Selection of cutoff scores
In order to determine the cutoff values of Beclin 1, LC3B and Bcl-xL for overall survival, the receiver operating characteristic (ROC) analysis was applied in the training set as reported previously [22]. In brief, by maximizing the sum of specificity and sensitivity and minimizing the overall error and the distance of the cutoff value to the top-left corner of ROC curve, the optimum cutoff value was calculated. Here, the clinical outcome were classified into two categories according to survival conditions; i.e. death because of colorectal carcinoma vs. all the other outcomes like survival, censored or death but from other causes.

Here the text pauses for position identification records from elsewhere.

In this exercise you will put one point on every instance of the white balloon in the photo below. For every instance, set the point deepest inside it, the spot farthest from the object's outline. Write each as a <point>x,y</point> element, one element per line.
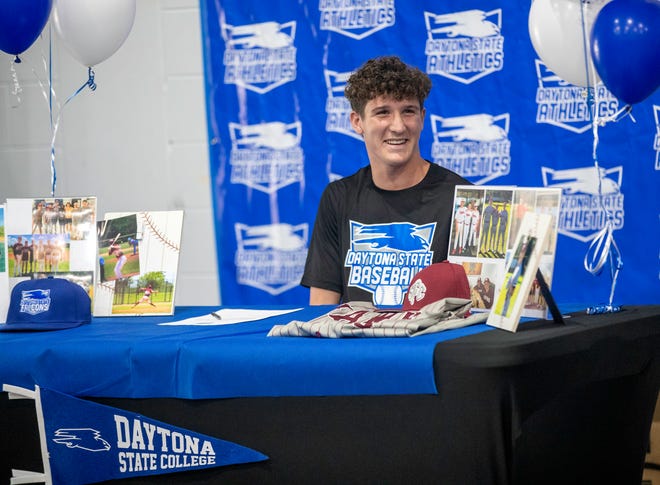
<point>561,37</point>
<point>93,30</point>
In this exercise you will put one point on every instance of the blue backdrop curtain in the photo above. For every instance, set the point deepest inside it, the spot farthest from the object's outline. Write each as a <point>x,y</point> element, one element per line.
<point>279,132</point>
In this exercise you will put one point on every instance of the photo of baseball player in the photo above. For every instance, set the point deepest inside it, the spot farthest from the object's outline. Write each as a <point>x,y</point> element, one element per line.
<point>116,247</point>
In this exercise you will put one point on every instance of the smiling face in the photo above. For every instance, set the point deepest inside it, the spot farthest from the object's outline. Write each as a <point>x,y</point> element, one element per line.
<point>391,131</point>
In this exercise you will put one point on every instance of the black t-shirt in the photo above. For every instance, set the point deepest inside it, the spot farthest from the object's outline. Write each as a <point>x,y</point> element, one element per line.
<point>368,243</point>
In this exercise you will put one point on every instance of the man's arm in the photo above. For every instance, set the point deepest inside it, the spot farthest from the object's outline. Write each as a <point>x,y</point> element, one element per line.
<point>319,296</point>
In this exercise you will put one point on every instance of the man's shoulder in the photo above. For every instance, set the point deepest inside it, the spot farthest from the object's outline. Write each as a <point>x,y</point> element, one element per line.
<point>352,181</point>
<point>439,173</point>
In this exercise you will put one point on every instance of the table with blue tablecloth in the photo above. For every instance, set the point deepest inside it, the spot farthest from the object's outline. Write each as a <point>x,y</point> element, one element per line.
<point>550,403</point>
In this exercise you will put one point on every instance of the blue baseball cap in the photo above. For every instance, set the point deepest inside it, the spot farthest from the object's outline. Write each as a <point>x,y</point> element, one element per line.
<point>47,304</point>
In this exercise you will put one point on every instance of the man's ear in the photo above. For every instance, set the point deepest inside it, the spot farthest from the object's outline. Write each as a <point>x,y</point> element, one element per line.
<point>356,123</point>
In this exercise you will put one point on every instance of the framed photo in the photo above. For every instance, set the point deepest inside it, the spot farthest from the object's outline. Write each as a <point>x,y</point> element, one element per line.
<point>485,224</point>
<point>520,273</point>
<point>138,258</point>
<point>51,236</point>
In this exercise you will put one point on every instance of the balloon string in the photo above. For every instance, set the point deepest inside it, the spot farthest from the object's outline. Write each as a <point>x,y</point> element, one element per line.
<point>92,85</point>
<point>618,116</point>
<point>16,89</point>
<point>603,248</point>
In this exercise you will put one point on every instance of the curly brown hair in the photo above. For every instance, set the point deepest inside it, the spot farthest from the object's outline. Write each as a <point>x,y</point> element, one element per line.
<point>386,76</point>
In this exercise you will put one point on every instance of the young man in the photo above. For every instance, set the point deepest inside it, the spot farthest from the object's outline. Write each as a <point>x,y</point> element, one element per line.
<point>376,229</point>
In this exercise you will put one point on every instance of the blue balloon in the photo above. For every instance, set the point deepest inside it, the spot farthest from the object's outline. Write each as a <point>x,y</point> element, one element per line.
<point>21,22</point>
<point>625,47</point>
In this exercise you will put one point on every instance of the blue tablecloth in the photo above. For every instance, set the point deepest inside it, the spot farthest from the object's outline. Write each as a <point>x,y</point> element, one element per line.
<point>134,357</point>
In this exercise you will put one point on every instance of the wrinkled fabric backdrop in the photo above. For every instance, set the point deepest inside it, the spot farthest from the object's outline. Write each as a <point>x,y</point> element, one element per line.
<point>279,131</point>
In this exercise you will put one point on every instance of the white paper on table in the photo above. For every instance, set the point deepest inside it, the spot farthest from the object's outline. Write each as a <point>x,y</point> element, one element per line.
<point>231,315</point>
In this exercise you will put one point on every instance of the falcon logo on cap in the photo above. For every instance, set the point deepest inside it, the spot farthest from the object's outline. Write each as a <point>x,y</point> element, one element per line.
<point>416,292</point>
<point>35,301</point>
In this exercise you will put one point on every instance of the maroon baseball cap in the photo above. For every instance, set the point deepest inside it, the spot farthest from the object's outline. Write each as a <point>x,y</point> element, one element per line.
<point>435,282</point>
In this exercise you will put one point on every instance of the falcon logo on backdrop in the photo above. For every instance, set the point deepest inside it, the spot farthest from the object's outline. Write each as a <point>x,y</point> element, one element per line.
<point>266,156</point>
<point>85,442</point>
<point>259,57</point>
<point>474,146</point>
<point>337,106</point>
<point>384,258</point>
<point>564,105</point>
<point>271,257</point>
<point>656,139</point>
<point>581,215</point>
<point>356,20</point>
<point>464,46</point>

Construction of autophagic signature and TNM prognostic classifier
Stratified analysis was conducted to examine whether the association between autophagic protein signature and overall survivals was independent of stage as previous reported [24, 25]. One prognostic score model including only the autophagic protein signature and TNM stage as covariates were constructed. The regression co-efficient of the autophagic signature in proportional hazards models was divided by the co-efficient of TNM staging, the yielded value was subsequently rounded up or down to an integer number to get the score needed. ROC analysis were performed to compare the prognostic power of the combined model with the TNM stage or autophagic signature.
Statistical analysis
The relation between clinical characteristics and autophagic protein expression were assessed with χ2 test, Student's t test, or Fisher's exact test depending on the context. The log-rank test and Kaplan-Meier analysis were applied to measure the overall survival, and hazard ratios. We investigated the prognostic or predictive accuracy of each feature and multi-protein-based classifier using receiver operating characteristic analysis. The area under curve (AUC) analysis was used to measure prognostic or predictive accuracy. All the analyses were performed with MedCalc 13.0 and significance was defined as p < 0.05.
CONFLICT OF INTEREST
No potential conflicts of interest were disclosed.
Editorial note
This paper has been accepted based in part on peer-review conducted by another journal and the authors’ response and revisions as well as expedited peer-review in Oncotarget.